Como vê a relação dos brasileiros com o Brasil?

A língua está se dispersando. O bombardeiro linguístico dentro do Brasil é terrível. As publicidades se fazem em inglês, o pessoal canta em inglês, todo mundo está escrevendo em inglês, querendo ir para os Estados Unidos.

Nelson Rodrigues diz que o que atrapalha o Brasil são os brasileiros;

Os brasileiros detestam o Brasil. O Pelé já se picou, e se picam todos os brasileiros analfabetos, que têm na cabeça uma bola de futebol cheia de ar. Você veja o seguinte: 100 milhões de pessoas com a bola de futebol número cinco na cabeça cheia de ar, entendeu. Dá um furão, ali não tem nada. Fica o Pelé chutando a cabeça de todo mundo. Quer dizer, o Brasil está realmente por fora.

Cena do filme Dragão da maldade, de Glauber Rocha

Você não se acha meio pretensioso?

A arte tem de ter pretensão. Artista modesto não é artista. O artista deve ser louco e ter ambição. A criação deve ser livre.

Sua visão do Brasil não é um tanto xenófoba?

Eu sou um cidadão do mundo. Morei na França, na Itália, na África e em Cuba. Não adianta voar meio mundo e ficar no lugar com ares e costumes da terra natal. Para nós, o tropicalismo é o nosso amor por nosso país sem ter a vergonha de dizer que ele é subdesenvolvido, bárbaro, corrompido, assim é que se faz, com todas as máscaras no chão, um verdadeiro diálogo com a América Latina.

Os críticos paulistas questionaram a exploração do sexo e os estereótipos femininos na literatura de Jorge Amado. Eles não têm razão?

Enquanto os críticos discutem o sexo das artes, Jorge Amado penetra em milhares de leitores em todo o mundo com seu falo épico, lírico e demais definições de nosso decantado tempero cultural.

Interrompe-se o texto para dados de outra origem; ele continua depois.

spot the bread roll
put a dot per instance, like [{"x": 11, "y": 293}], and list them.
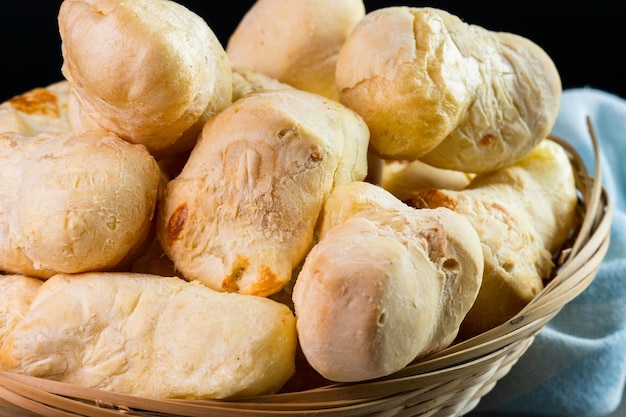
[
  {"x": 153, "y": 337},
  {"x": 74, "y": 202},
  {"x": 295, "y": 42},
  {"x": 455, "y": 95},
  {"x": 384, "y": 285},
  {"x": 40, "y": 110},
  {"x": 241, "y": 215},
  {"x": 16, "y": 294},
  {"x": 151, "y": 71},
  {"x": 523, "y": 215}
]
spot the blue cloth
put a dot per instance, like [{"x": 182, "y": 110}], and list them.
[{"x": 577, "y": 364}]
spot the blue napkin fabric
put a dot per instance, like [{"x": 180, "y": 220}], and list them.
[{"x": 576, "y": 365}]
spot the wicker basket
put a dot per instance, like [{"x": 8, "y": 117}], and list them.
[{"x": 449, "y": 383}]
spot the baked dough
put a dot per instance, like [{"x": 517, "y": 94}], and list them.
[
  {"x": 74, "y": 202},
  {"x": 151, "y": 71},
  {"x": 16, "y": 294},
  {"x": 40, "y": 110},
  {"x": 241, "y": 215},
  {"x": 385, "y": 284},
  {"x": 455, "y": 95},
  {"x": 523, "y": 215},
  {"x": 153, "y": 337},
  {"x": 295, "y": 41}
]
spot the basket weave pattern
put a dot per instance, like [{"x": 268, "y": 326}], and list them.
[{"x": 449, "y": 383}]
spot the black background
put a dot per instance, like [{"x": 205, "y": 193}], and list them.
[{"x": 585, "y": 41}]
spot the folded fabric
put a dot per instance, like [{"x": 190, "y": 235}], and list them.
[{"x": 576, "y": 365}]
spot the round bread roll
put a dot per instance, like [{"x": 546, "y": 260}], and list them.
[
  {"x": 295, "y": 41},
  {"x": 74, "y": 202},
  {"x": 454, "y": 95},
  {"x": 151, "y": 71},
  {"x": 241, "y": 214},
  {"x": 384, "y": 285}
]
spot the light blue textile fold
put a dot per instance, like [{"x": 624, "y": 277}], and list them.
[{"x": 577, "y": 364}]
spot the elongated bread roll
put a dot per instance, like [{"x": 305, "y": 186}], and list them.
[
  {"x": 74, "y": 202},
  {"x": 455, "y": 95},
  {"x": 385, "y": 284},
  {"x": 152, "y": 336},
  {"x": 241, "y": 215},
  {"x": 523, "y": 215}
]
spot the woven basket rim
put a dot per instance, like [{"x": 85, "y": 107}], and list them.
[{"x": 418, "y": 389}]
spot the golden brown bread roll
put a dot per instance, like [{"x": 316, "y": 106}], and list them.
[
  {"x": 151, "y": 71},
  {"x": 16, "y": 294},
  {"x": 455, "y": 95},
  {"x": 296, "y": 42},
  {"x": 523, "y": 215},
  {"x": 241, "y": 214},
  {"x": 152, "y": 336},
  {"x": 384, "y": 285},
  {"x": 40, "y": 110},
  {"x": 74, "y": 202}
]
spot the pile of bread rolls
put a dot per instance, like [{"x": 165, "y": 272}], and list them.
[{"x": 335, "y": 191}]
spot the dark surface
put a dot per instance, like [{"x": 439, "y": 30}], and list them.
[{"x": 585, "y": 41}]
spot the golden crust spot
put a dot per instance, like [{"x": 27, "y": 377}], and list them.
[
  {"x": 176, "y": 224},
  {"x": 430, "y": 198},
  {"x": 38, "y": 101}
]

Jorge Amado superou Engels Marx, Freud, Sartre e o materialismo dialético.

A sua visão sobre o Brasil não é ufanista?

Somos uma nação sem gravata. Ópera no Brasil é a macumba. Estou apenas falando a linguagem do otimismo. São os pessimistas que me chamam de louco. Aliás, o pessimismo é a filosofia dos mortos prematuros, a verdadeira origem filosófica do câncer.